# Linear Regression Modeling Template

Focused template for linear regression analysis using the Data Analysis and Prediction Platform.

## Objectives
- Build and evaluate linear regression models
- Understand feature relationships
- Validate model assumptions
- Export model for production use

## Setup

In [None]:
import pandas as pd
import numpy as np
import matplotlib.pyplot as plt
import seaborn as sns
from sklearn.linear_model import LinearRegression, Ridge, Lasso
from sklearn.model_selection import train_test_split, cross_val_score
from sklearn.metrics import mean_squared_error, r2_score, mean_absolute_error
from sklearn.preprocessing import StandardScaler
import scipy.stats as stats
import requests
import joblib
from pathlib import Path

plt.style.use('default')
sns.set_palette("viridis")

# Platform API configuration
API_BASE_URL = "http://localhost:8000"
print("🚀 Linear Regression Template Ready")

## Data Loading

In [None]:
# Load your dataset here
# Replace with your actual data loading code

# Example: Load via API
# file_id = "your-file-id"
# response = requests.get(f"{API_BASE_URL}/data/{file_id}")
# df = pd.read_csv(response.json()['file_path'])
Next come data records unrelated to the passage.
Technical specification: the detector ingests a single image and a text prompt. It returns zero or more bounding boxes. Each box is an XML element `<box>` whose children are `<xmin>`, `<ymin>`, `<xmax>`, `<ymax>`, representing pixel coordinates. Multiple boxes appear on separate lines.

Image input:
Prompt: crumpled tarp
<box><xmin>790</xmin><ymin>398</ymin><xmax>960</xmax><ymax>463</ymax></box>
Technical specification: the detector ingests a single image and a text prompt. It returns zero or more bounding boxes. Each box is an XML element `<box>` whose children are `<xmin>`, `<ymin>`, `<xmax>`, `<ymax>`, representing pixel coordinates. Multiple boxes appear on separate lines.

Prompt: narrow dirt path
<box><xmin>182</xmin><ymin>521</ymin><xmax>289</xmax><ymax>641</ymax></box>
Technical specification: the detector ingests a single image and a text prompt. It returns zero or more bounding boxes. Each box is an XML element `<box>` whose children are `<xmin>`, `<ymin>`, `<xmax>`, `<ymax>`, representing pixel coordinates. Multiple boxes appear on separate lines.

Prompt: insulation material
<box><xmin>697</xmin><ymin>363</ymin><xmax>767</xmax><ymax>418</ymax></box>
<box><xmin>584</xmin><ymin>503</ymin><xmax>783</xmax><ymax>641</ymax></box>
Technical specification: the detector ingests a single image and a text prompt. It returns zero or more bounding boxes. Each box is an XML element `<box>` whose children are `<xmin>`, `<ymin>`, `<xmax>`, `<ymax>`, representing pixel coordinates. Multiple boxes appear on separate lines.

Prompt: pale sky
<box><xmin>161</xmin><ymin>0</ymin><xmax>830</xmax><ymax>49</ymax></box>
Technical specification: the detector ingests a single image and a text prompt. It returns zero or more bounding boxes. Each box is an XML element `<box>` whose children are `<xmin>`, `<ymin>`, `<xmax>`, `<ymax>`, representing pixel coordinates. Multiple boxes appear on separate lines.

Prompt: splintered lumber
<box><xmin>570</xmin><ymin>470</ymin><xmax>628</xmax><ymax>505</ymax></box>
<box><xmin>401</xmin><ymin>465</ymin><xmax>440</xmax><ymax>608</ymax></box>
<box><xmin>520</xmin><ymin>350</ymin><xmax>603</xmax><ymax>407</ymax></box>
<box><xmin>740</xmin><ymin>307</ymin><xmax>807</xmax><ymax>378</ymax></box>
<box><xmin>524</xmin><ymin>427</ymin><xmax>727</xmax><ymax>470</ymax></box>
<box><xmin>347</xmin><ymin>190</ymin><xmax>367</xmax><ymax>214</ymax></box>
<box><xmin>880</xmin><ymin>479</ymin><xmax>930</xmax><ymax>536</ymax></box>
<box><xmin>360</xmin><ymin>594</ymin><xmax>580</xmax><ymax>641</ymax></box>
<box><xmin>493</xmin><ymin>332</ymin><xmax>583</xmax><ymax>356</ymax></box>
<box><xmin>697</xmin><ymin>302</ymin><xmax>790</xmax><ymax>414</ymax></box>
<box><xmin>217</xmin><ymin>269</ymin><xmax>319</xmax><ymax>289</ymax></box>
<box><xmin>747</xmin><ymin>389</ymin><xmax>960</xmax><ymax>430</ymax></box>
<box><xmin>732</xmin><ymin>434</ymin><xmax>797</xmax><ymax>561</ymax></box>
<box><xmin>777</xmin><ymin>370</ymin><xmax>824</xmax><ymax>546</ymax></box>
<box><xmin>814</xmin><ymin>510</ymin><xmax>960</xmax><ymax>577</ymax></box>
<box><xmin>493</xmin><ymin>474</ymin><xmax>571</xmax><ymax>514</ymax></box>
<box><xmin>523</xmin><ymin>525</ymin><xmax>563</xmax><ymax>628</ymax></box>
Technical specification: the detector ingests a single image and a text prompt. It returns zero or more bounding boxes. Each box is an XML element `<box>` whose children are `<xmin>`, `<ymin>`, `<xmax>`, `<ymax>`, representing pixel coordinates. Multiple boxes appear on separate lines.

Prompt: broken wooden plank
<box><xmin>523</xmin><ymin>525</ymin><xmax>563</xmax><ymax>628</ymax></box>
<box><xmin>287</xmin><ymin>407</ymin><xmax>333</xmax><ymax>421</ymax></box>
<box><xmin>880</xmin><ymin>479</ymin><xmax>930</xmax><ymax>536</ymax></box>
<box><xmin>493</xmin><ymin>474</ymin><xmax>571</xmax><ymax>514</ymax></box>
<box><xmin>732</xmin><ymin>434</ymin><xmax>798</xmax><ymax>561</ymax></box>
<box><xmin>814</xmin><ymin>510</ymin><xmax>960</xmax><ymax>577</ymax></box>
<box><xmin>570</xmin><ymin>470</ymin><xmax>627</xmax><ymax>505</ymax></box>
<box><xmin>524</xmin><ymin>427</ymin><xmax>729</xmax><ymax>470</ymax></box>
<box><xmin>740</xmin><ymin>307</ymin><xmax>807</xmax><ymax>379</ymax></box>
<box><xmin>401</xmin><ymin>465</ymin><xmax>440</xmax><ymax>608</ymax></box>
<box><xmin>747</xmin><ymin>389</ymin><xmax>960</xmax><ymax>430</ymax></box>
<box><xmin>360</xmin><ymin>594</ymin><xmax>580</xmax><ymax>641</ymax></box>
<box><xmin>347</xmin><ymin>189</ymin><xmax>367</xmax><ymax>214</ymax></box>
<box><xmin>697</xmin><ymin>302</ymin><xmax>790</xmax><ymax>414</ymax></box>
# Example: Generate sample data
np.random.seed(42)
n = 200
X_sample = np.random.randn(n, 3)
y_sample = 2 * X_sample[:, 0] + 3 * X_sample[:, 1] - 1.5 * X_sample[:, 2] + np.random.randn(n) * 0.5

df = pd.DataFrame({
    'feature_1': X_sample[:, 0],
    'feature_2': X_sample[:, 1], 
    'feature_3': X_sample[:, 2],
    'target': y_sample
})

print(f"Dataset loaded: {df.shape}")
df.head()

## Feature Selection and Preparation

In [None]:
# Define features and target
target_col = 'target'  # Adjust as needed
feature_cols = [col for col in df.columns if col != target_col]

X = df[feature_cols]
y = df[target_col]

print(f"Features: {feature_cols}")
print(f"Target: {target_col}")
print(f"X shape: {X.shape}, y shape: {y.shape}")

In [None]:
# Check for multicollinearity
correlation_matrix = X.corr()

plt.figure(figsize=(10, 8))
mask = np.triu(np.ones_like(correlation_matrix, dtype=bool))
sns.heatmap(correlation_matrix, mask=mask, annot=True, cmap='coolwarm', center=0)
plt.title('Feature Correlation Matrix')
plt.show()

# Highlight high correlations
high_corr = np.where(np.abs(correlation_matrix) > 0.8)
high_corr_pairs = [(correlation_matrix.index[x], correlation_matrix.columns[y], correlation_matrix.iloc[x, y]) 
                   for x, y in zip(*high_corr) if x != y and x < y]

if high_corr_pairs:
    print("⚠️ High correlations detected:")
    for feat1, feat2, corr in high_corr_pairs:
        print(f"  {feat1} - {feat2}: {corr:.3f}")
else:
    print("✅ No concerning multicollinearity detected")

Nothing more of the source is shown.